1. To be able to discuss the chemistry and phamacokinetics of elemental, inorganic and organic mercury compounds.
2. To be able to discuss the clinical manifestations of exposure to each chemical form of mercury.
3. To be able to discuss the clinical utility of whole blood, spot urinary and 24-hour urinary mercury levels following potential mercury exposure.
4. To be able to discuss the role of chelation in mercury intoxication.
A 74-year-old male with a history of dementia has accidentally ingested some mercury from a bulb thermometer in a nursing home. Some mercury has been spilled on the carpet. Nursing staff estimate that up to one mL may be missing. The patient is asymptomatic.
A 54-year-old male presents to his general practitioner with chest pain, dsypnoea, cough, nausea, chills and headaches. He is an amateur prospector and heated some elemental mercury on a metal skillet in his shed 24-hours prior to presentation.
A 14-year-old female presents to the emergency department after intentionally ingesting 20 mL of 0.5% mercurochrome. Her mouth is red and she complains of a sore throat. Physical examination is otherwise normal.
A General Practitioner calls you from a practice in Far North Queensland. He has a 30-year-old male who two weeks ago was exposed at work to a mercury-containing fungicide used in the sugar cane industry.
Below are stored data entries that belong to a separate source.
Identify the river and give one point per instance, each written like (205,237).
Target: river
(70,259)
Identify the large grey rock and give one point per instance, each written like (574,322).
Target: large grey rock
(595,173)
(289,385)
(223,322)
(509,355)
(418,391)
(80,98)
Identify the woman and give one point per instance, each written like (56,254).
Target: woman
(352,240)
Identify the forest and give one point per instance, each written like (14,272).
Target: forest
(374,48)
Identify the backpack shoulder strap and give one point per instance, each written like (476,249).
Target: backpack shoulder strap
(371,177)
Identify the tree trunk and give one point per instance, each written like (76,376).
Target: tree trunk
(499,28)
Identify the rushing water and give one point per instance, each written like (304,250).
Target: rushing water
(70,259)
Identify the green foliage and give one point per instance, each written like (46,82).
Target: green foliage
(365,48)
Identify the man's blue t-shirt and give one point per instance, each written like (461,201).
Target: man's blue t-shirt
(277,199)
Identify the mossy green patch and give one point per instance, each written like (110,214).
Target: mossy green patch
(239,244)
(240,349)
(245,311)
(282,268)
It contains a high concentration of an alkyl organic mercury compound.
The patient was pouring the undiluted fungicide and accidentally spilled it onto the skin of his arms. The patient sustained a chemical burn to his left forearm. This was immediately decontaminated with water and the burn was subsequently treated as a thermal burn. It is healing well.
The patient has no neurological symptoms and is now asymptomatic. FBC, renal function and LFTs are normal. However, the patient has a whole blood mercury level of 8000 nmol/L (160 mcg/dL).